🤖 AI Summary
Existing skeleton-based gait recognition methods suffer from degraded performance under appearance variations—such as carrying objects or wearing coats—due to insufficient explicit modeling of motion dynamics. To address this, this work proposes a plug-and-play Wavelet Feature Stream that, for the first time, incorporates the Continuous Wavelet Transform (CWT) into skeleton sequence modeling. The approach converts joint velocities into multi-scale time-frequency representations and employs a lightweight multi-scale CNN to extract dynamic cues, which are then fused with features from the backbone network. Notably, this method requires neither architectural modifications to the backbone nor additional supervision, yet significantly enhances robustness under covariate shift. When integrated with strong backbones such as GaitMixer, it achieves state-of-the-art performance on the CASIA-B dataset, with particularly pronounced gains in challenging scenarios like BG (Backpack) and CL (Coat).
📝 Abstract
Skeleton-based gait recognizers excel at modeling spatial configurations but often underuse explicit motion dynamics that are crucial under appearance changes. We introduce a plug-and-play Wavelet Feature Stream that augments any skeleton backbone with time-frequency dynamics of joint velocities.

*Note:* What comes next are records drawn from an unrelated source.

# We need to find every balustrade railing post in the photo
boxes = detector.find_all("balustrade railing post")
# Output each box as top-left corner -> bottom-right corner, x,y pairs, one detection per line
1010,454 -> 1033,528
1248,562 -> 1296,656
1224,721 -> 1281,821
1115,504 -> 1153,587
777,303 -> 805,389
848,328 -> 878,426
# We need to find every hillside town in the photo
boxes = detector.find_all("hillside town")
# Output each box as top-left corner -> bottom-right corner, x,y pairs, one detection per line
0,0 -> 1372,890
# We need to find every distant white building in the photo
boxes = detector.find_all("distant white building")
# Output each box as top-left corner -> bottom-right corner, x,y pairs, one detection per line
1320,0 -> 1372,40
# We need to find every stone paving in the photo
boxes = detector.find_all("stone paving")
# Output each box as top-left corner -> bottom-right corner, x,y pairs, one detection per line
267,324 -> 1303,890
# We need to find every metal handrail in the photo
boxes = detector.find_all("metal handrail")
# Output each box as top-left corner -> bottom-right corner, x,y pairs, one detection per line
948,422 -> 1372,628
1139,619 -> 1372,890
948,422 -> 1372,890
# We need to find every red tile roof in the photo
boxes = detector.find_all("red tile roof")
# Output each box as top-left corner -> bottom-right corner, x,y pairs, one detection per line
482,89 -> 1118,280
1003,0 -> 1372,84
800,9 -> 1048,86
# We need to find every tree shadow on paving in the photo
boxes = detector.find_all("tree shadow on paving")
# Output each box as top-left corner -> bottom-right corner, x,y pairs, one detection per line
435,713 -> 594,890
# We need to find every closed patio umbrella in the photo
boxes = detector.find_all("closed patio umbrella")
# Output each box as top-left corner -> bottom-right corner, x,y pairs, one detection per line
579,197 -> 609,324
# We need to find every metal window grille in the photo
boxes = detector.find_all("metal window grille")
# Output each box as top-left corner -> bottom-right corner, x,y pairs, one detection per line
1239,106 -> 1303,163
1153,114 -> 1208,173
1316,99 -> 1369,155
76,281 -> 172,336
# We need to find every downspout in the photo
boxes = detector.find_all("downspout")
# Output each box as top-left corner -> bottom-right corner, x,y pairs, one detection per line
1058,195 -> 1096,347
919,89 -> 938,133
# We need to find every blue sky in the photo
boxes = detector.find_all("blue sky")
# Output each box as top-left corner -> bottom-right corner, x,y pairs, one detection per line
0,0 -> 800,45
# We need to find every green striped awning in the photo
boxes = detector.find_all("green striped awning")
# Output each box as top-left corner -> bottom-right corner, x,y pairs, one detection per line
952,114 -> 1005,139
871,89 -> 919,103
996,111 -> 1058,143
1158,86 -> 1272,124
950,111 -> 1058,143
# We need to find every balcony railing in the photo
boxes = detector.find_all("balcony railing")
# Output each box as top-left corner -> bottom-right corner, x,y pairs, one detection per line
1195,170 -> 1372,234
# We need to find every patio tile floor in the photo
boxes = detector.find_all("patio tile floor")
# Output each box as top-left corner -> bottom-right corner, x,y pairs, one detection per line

Concretely, per-joint velocity sequences are transformed by the continuous wavelet transform (CWT) into multi-scale scalograms, from which a lightweight multi-scale CNN learns discriminative dynamic cues. The resulting descriptor is fused with the backbone representation for classification, requiring no changes to the backbone architecture or additional supervision. Across CASIA-B, the proposed stream delivers consistent gains on strong skeleton backbones (e.g., GaitMixer, GaitFormer, GaitGraph) and establishes a new skeleton-based state of the art when attached to GaitMixer. The improvements are especially pronounced under covariate shifts such as carrying bags (BG) and wearing coats (CL), highlighting the complementarity of explicit time-frequency modeling and standard spatio-temporal encoders.